Prevent accidental backwards publishing of latest


(Rhys Arkins) #1

npm’s current behaviour is that any stable semver that’s published without an explicit tag will become latest. This is non-intuitive to many and leads to situations such as:

  • Package author updates from 1.4.0 to 2.0.0 and 2.0.0 becomes latest (expected)
  • Package author publishes 2.0.1 which becomes new latest (expected)
  • Package author backports the fix and publishes 1.4.1, and it takes over as latest (unexpected)

I think this problem could be prevented if npm publish is enhanced to detect if a publish would result in “lower” semver latest version and either (a) warns the user via CLI feedback, like with OTP, or (b) rejects the publish with an error message, and the user has to run it with a --tag, e.g. npm publish --tag latest if they really do with to roll back latest, or npm publish --tag 1.x for example if they wish to avoid this accident.

Or in summary:

  • Running npm publish for a version that is less than the currently tagged latest should be rejected unless --tag is explicitly provided

(Mark) #2

Omg YES! I cannot tell you how many times in the early days of npm where I’ve accidentally ran into the third scenario you’ve described.
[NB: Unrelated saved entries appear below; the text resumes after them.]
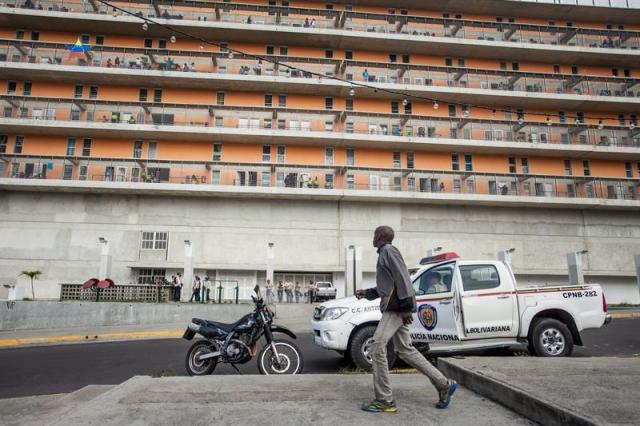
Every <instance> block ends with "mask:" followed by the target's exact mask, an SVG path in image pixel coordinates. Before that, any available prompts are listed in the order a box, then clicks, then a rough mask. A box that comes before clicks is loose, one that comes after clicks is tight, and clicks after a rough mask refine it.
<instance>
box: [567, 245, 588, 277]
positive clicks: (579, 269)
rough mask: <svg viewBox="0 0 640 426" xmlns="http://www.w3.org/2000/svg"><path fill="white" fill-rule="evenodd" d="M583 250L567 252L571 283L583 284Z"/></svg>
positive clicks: (569, 272) (567, 262)
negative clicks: (582, 254) (582, 257)
mask: <svg viewBox="0 0 640 426" xmlns="http://www.w3.org/2000/svg"><path fill="white" fill-rule="evenodd" d="M582 254H583V253H582V252H572V253H567V265H568V266H569V284H572V285H583V284H584V271H583V269H582Z"/></svg>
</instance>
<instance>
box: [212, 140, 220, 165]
mask: <svg viewBox="0 0 640 426" xmlns="http://www.w3.org/2000/svg"><path fill="white" fill-rule="evenodd" d="M221 160H222V144H221V143H214V144H213V161H221Z"/></svg>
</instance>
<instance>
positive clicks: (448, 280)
mask: <svg viewBox="0 0 640 426" xmlns="http://www.w3.org/2000/svg"><path fill="white" fill-rule="evenodd" d="M454 266H455V264H454V263H448V264H445V265H441V266H436V267H435V268H431V269H429V270H427V271H425V272H424V273H422V274H421V275H420V276H419V277H417V278H416V279H415V280H413V283H412V284H413V288H414V289H415V291H416V295H417V296H421V295H423V294H433V293H447V292H449V291H451V283H452V282H453V268H454Z"/></svg>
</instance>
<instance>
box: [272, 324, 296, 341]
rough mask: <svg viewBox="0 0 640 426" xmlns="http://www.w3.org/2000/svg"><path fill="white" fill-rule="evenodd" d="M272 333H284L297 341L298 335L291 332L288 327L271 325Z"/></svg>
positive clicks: (283, 333) (292, 332) (277, 325)
mask: <svg viewBox="0 0 640 426" xmlns="http://www.w3.org/2000/svg"><path fill="white" fill-rule="evenodd" d="M271 332H272V333H283V334H286V335H287V336H289V337H291V338H292V339H296V335H295V334H294V333H293V331H291V330H289V329H288V328H287V327H283V326H281V325H275V324H271Z"/></svg>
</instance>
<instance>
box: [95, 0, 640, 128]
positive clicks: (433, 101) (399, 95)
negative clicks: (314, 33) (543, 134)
mask: <svg viewBox="0 0 640 426" xmlns="http://www.w3.org/2000/svg"><path fill="white" fill-rule="evenodd" d="M97 1H98V2H99V3H102V4H104V5H105V6H107V7H110V8H113V11H114V12H115V11H120V12H122V13H125V14H127V15H131V16H133V17H135V18H138V19H141V20H142V21H143V29H144V30H145V31H147V30H148V28H149V24H153V25H156V26H158V27H161V28H164V29H166V30H168V31H169V32H171V37H172V42H173V40H174V39H175V36H176V34H178V35H181V36H184V37H186V38H189V39H192V40H197V41H199V42H200V48H201V49H202V48H203V45H210V46H216V47H218V48H220V49H225V51H226V52H228V54H229V57H230V58H233V57H234V55H236V54H237V55H242V56H243V57H248V58H252V59H254V60H258V61H263V62H267V63H271V64H273V65H276V66H278V67H279V68H280V67H284V68H286V69H289V70H290V71H299V72H301V73H303V75H304V74H306V75H312V76H316V77H318V78H319V79H320V81H321V80H322V79H326V80H334V81H338V82H341V83H345V84H347V85H348V86H349V95H350V96H352V97H353V96H355V95H356V93H353V91H354V88H363V89H369V90H373V91H374V92H382V93H388V94H390V95H394V96H399V97H401V98H402V102H403V104H404V105H405V106H406V105H407V104H408V101H409V100H410V99H416V100H423V101H429V102H430V103H432V104H433V108H434V109H435V110H437V109H438V108H439V104H440V103H443V104H447V105H455V106H456V107H458V106H459V107H461V108H466V109H464V110H463V118H468V116H469V114H470V113H469V112H468V111H469V109H471V108H476V109H482V110H487V111H491V112H492V115H494V116H495V114H496V113H497V112H502V113H514V111H512V110H511V109H507V108H500V107H495V106H492V105H478V104H475V103H474V104H471V103H461V102H449V101H445V100H442V99H437V98H433V97H429V96H424V95H419V94H414V93H409V92H404V91H400V90H394V89H388V88H385V87H380V86H374V85H371V84H367V83H362V82H360V81H356V80H347V79H345V78H341V77H337V76H335V75H328V74H323V73H319V72H317V71H312V70H307V69H304V68H300V67H298V66H295V65H290V64H289V63H285V62H281V61H280V60H278V59H276V58H273V57H271V56H263V55H259V54H255V53H248V52H245V51H242V50H239V49H234V48H231V47H229V46H228V45H222V44H221V43H219V42H215V41H211V40H208V39H206V38H204V37H200V36H197V35H194V34H191V33H189V32H186V31H184V30H182V29H180V28H177V27H175V26H172V25H169V24H164V23H161V22H158V21H157V20H155V19H152V18H149V17H146V16H141V15H138V14H136V13H134V12H131V11H129V10H127V9H124V8H122V7H120V6H116V5H114V4H112V3H111V2H109V1H107V0H97ZM352 93H353V94H352ZM515 114H516V117H517V118H516V120H515V121H517V122H518V124H520V125H523V124H524V121H525V118H524V117H525V115H528V116H535V117H545V121H539V122H534V123H536V124H547V125H553V124H555V123H553V122H552V121H551V120H550V118H551V117H555V118H557V119H558V120H559V123H557V124H566V120H567V119H570V120H574V121H575V124H577V125H581V126H583V127H598V128H599V129H602V128H603V127H604V120H614V118H610V117H601V116H586V115H578V114H576V115H566V114H559V113H548V112H530V111H522V112H519V111H516V112H515ZM407 115H411V114H407ZM494 118H495V117H494ZM585 120H597V121H598V124H597V125H596V124H587V123H585ZM512 121H514V120H512ZM563 121H564V122H565V123H563ZM630 126H631V129H632V130H633V128H635V126H637V123H635V122H633V121H631V123H630Z"/></svg>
I’ve since learned but I’m sure this is likely to happen to plenty of others. And the worse part is that once the mistake happens, the publisher wont immediately notice the unintended behavior until its too late. I cant think of any reason why a publisher would ever want an older version of a package marked as latest.


(Qix) #3

Further, setting dist-tag seems to lag quite a bit.